O’Reilly: MLK would not have supported Black Lives Matter
GEORGE E. CURRY | 7/25/2016, 11:32 a.m.
(George Curry Media) – Fox News host Bill O’Reilly escalated his ongoing attack on the Black Lives Matter movement by asserting without a hint of evidence that if Dr. Martin Luther King Jr. were alive, he would not support the group.
“With all due respect to President Obama, well-meaning activists do not associate themselves with a group that often commits violent acts, and encourages violence through irresponsible rhetoric. Dr. King would not participate in a Black Lives Matter protest,” he said in a Fox News commentary.
First, Black Lives Matter does not, contrary to O’Reilly’s assertion, often commit violent acts or encourage violence through what he characterized as irresponsible rhetoric. He is part of the crowd that thinks the chant of “Black Lives Matter” should be discarded in favor of “All Lives Matters.”
Forever trying to bridge the gap between Blacks and Whites, Obama explained the nuances associated with the phrase.
“I think it’s important for us to also understand that the phrase ‘black lives matter’ simply refers to the notion that there’s a specific vulnerability for African Americans that needs to be addressed,” he told a gathering of enforcement officials, civil rights leaders, elected officials and activists recently in Washington, D.C. “We shouldn’t get too caught up in this notion that somehow people who are asking for fair treatment are somehow, automatically, anti-police, are trying to only look out for Black lives as opposed to others. I think we have to be careful about playing that game.”
It’s a game O’Reilly plays well, which is why he has the gall to claim that King would not support the Black Lives Matter movement.

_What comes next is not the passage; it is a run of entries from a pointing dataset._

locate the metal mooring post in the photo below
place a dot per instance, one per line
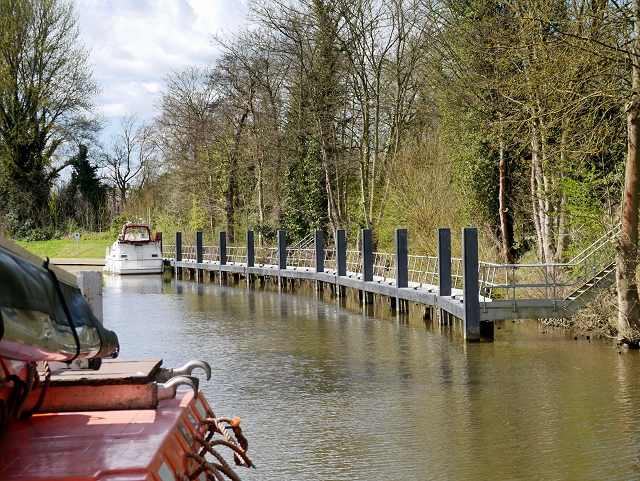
(319, 250)
(251, 259)
(367, 264)
(319, 245)
(251, 254)
(444, 267)
(178, 246)
(470, 284)
(341, 259)
(282, 253)
(402, 266)
(222, 243)
(198, 272)
(198, 247)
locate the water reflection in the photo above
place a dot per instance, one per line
(330, 392)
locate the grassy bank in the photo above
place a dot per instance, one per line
(92, 245)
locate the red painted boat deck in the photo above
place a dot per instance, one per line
(128, 445)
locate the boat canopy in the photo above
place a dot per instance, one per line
(135, 234)
(43, 315)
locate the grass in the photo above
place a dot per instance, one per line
(92, 245)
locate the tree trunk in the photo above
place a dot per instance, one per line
(535, 159)
(229, 207)
(502, 207)
(627, 245)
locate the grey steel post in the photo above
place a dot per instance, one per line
(222, 243)
(198, 247)
(251, 255)
(319, 245)
(402, 260)
(282, 249)
(341, 252)
(367, 255)
(470, 284)
(444, 262)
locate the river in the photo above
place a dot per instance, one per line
(329, 393)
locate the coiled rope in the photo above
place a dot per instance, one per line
(14, 407)
(217, 471)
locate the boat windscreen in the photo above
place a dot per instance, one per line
(136, 234)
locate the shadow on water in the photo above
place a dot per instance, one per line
(330, 389)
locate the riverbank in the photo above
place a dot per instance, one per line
(597, 319)
(91, 246)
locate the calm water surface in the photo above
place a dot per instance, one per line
(327, 393)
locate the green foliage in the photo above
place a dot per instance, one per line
(306, 195)
(46, 93)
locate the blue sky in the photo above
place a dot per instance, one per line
(135, 43)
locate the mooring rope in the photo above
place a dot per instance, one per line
(213, 470)
(15, 406)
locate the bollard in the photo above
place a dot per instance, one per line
(367, 264)
(402, 267)
(470, 284)
(319, 245)
(444, 262)
(222, 243)
(341, 253)
(282, 249)
(178, 246)
(367, 255)
(251, 255)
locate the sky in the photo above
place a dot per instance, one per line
(135, 43)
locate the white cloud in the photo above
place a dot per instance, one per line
(134, 43)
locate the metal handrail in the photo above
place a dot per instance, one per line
(557, 281)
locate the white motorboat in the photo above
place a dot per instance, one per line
(135, 252)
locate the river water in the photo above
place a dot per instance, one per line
(329, 392)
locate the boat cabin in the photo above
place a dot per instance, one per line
(135, 234)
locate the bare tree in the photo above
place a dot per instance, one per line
(129, 156)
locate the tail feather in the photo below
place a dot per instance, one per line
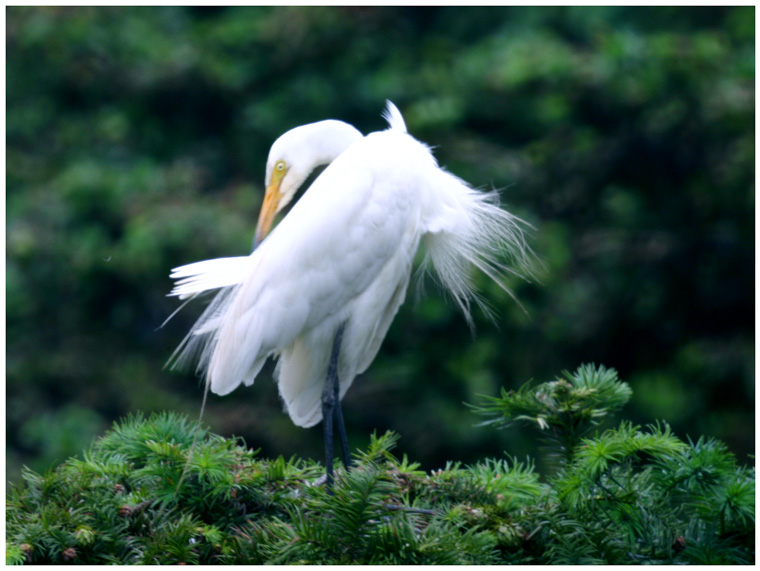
(209, 275)
(470, 229)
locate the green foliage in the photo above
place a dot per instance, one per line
(137, 139)
(159, 490)
(564, 410)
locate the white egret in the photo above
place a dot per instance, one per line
(321, 290)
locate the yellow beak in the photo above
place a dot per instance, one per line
(268, 210)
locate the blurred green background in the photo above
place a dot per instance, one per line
(137, 139)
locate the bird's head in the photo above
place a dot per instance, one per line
(291, 160)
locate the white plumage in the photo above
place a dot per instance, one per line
(342, 255)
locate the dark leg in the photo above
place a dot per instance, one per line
(331, 409)
(342, 430)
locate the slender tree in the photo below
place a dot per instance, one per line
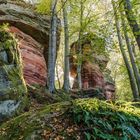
(130, 52)
(79, 63)
(132, 20)
(66, 85)
(128, 67)
(52, 47)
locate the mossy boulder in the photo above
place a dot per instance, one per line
(78, 119)
(13, 91)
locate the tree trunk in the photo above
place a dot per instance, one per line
(130, 52)
(132, 21)
(128, 67)
(66, 85)
(52, 48)
(80, 49)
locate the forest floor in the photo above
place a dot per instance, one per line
(59, 117)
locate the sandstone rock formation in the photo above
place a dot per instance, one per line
(13, 91)
(93, 64)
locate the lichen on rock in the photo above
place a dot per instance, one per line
(13, 91)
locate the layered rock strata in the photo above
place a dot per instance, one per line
(93, 65)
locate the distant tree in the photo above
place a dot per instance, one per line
(132, 20)
(128, 66)
(130, 51)
(66, 85)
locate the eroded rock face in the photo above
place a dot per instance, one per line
(34, 65)
(13, 91)
(93, 64)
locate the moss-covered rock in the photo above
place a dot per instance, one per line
(78, 119)
(12, 86)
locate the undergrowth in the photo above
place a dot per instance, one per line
(102, 120)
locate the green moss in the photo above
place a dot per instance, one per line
(96, 118)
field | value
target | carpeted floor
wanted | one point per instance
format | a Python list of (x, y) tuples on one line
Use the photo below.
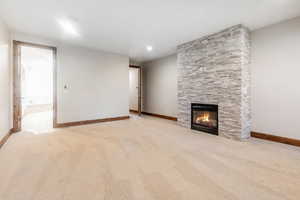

Credible civil rights leaders strongly disagree.
Bernard Lafayette Jr., who worked with King as a field organizer and now chairs the board of the Southern Christian Leadership Conference, the organization King co-founded, said: “Dr. King supported the Student Nonviolent Coordinating Committee so it stands to reason that he would support Black Lives Matter as long as they practice nonviolence.”
Rep. John Lewis knows that from firsthand experience. As chairman of the upstart SNCC, he participated in numerous marches with King, including the 1963 March on Washington and the Selma to Montgomery March that led to the passage of the 1965 Voting Rights Act.
Lewis has praised the Black Lives Matter movement and quoted King, as he did at a recent protest in the U.S. Capitol, by saying, “The time is always right to do what is right.”
O’Reilly, never a King supporter, opposes many of the things King fought for during his lifetime, including affirmative action. Nothing in his background qualifies him to be an expert on what King would say or do if he were still alive.
Those who are active in the Civil Rights Movement today have no doubts that King would be supportive of the young people who make up the core of Black Lives Matter.
“Dr. King would enthusiastically embrace the philosophy and activism which inspires Black Lives Matter because every life matters,” said Marc Morial, president and CEO of the National Urban League. “The continuing disparities and unequal treatment most apparent in, but not limited to, the police/community relations and the criminal justice system demonstrates that all lives have not mattered equally.